For the past 15 years infrastructure investment has been the preserve of large sophisticated investors. It is rapidly becoming more mainstream, and asset owners of all sizes are considering investing in it.

Originally confined to private equity or debt strategies, the label “infrastructure” can now be found on numerous financial products. We argue that not all products labelled as such are adding value to the portfolio of an institutional investor.

In particular, the fast-growing listed infrastructure sector is shown by peer-reviewed academic research to offer zero additional value to an institutional portfolio.

We call this fake infrastructure.

Listed infrastructure is often presented as an investment that can do everything, from delivering a high Sharpe ratio, a measure of risk-adjusted returns, to hedging inflation, diversifying portfolio risk and protecting against market downturns — as well as being liquid, transparent and with a documented record.

It’s a great story. Listed infrastructure products have mushroomed on the back of the newfound interest in infrastructure investment among medium to small investors. In 2006, there were nine listed infrastructure mutual funds and no listed infrastructure exchange traded funds.Ten years later, there are 66 listed infrastructure mutual funds and 32 ETFs tracking listed infrastructure indices.

In 2017, 17 index providers publish more than 25 listed infrastructure indices. Combining all mutual funds and ETFs referring to listed infrastructure, we tallied more than $50bn of assets under management allocated to these strategies at the end of 2016.

But listed infrastructure is a fake. It is not an asset class and does not capture the characteristics of private infrastructure investment.

Our research shows that listed infrastructure equity does not have a better risk-adjusted performance profile than the market index; does not exhibit downside protection characteristics; does not improve portfolio diversification; is replicable using traditional asset classes; and is also replicable using standard risk factors.

Listed infrastructure products should be understood from a portfolio- management perspective. Listed infrastructure funds are essentially active equity funds. The only difference from other active equity products is their focus on certain industrial sectors. One might say that they promise sector-specific alpha or above-benchmark returns.

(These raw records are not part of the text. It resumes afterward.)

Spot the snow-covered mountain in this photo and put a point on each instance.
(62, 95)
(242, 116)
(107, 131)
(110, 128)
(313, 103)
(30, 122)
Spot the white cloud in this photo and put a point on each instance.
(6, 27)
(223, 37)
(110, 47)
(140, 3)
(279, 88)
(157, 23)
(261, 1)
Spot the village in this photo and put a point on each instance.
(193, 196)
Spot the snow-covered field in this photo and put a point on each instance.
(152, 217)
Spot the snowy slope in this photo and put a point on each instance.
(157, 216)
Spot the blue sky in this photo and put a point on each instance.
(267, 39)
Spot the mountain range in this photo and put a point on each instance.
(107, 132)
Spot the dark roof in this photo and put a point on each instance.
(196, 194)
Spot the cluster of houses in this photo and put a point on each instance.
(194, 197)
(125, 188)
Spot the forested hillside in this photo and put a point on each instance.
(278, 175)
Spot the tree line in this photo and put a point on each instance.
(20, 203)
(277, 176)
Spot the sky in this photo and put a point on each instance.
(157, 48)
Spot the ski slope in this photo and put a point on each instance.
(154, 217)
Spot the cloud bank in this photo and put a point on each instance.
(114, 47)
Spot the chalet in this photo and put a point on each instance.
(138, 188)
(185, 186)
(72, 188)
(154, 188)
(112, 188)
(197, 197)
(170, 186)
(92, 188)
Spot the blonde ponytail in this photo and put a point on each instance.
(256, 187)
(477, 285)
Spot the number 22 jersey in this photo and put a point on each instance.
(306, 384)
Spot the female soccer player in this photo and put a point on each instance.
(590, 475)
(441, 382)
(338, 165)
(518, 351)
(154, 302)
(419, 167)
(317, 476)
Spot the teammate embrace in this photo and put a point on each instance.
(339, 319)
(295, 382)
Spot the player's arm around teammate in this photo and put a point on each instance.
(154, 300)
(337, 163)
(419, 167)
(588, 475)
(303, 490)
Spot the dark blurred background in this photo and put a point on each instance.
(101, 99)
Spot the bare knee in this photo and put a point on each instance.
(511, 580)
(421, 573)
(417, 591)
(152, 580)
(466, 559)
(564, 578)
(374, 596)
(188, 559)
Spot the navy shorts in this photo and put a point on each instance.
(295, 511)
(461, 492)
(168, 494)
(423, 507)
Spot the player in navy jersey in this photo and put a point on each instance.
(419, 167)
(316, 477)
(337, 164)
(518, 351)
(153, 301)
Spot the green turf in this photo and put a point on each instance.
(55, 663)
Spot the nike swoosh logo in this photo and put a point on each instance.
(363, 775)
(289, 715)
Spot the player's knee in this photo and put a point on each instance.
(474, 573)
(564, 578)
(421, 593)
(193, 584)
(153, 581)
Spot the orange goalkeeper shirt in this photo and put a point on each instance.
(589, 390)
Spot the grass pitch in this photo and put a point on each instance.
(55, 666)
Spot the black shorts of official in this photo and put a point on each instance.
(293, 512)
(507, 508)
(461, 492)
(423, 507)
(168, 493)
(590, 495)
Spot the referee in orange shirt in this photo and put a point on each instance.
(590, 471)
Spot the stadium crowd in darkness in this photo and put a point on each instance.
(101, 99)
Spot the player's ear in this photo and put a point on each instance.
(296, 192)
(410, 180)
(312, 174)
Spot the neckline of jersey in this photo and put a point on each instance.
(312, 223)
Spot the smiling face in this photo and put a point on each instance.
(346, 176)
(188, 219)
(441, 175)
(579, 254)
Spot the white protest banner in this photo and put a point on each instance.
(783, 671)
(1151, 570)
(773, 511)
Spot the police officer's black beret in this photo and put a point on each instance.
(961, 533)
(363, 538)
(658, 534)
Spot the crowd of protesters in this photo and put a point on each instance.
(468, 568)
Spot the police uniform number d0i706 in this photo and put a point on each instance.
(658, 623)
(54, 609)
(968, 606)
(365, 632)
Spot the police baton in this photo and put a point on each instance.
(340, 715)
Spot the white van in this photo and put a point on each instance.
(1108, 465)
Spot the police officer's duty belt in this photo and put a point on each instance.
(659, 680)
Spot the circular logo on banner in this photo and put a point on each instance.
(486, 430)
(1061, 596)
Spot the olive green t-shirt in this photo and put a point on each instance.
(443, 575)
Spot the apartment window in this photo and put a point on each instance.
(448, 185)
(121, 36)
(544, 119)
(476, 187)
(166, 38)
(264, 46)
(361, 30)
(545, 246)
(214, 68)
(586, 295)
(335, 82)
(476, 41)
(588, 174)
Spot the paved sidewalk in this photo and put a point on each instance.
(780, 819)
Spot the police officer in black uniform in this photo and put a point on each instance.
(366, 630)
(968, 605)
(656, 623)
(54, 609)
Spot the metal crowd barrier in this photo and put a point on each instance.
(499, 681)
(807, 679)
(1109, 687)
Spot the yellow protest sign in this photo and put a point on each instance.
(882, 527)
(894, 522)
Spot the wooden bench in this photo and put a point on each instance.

Of course, decades of academic research has shown that alpha is mostly an optical illusion: it is mostly betas in disguise — in other words performance generated by wider market movements — that could be bought more cheaply than through active managers.

So listed infrastructure managers are just repackaging a product from the 1980s for the 2017 crowd.

Listed infrastructure ETFs, on the contrary, are a 21st century product: if the listed infrastructure asset class can improve portfolio diversification, lower portfolio volatility and has liability-hedging properties, could tracking an index of infrastructure stocks deliver new betas?

There are two important flaws in this idea. First, the listed infrastructure indices being tracked by ETFs are often built to include active views or using ad hoc weighting schemes, such as those that avoid over-concentration in a few very large utilities. It is not necessarily clear what systematic risk exposures are being tracked through these indices.

The second flaw is that these listed infrastructure indices do not have any asset class or unique-factor characteristics, such as low volatility or momentum, that typically reward institutional investors over the long term. This is why listed infrastructure is fake.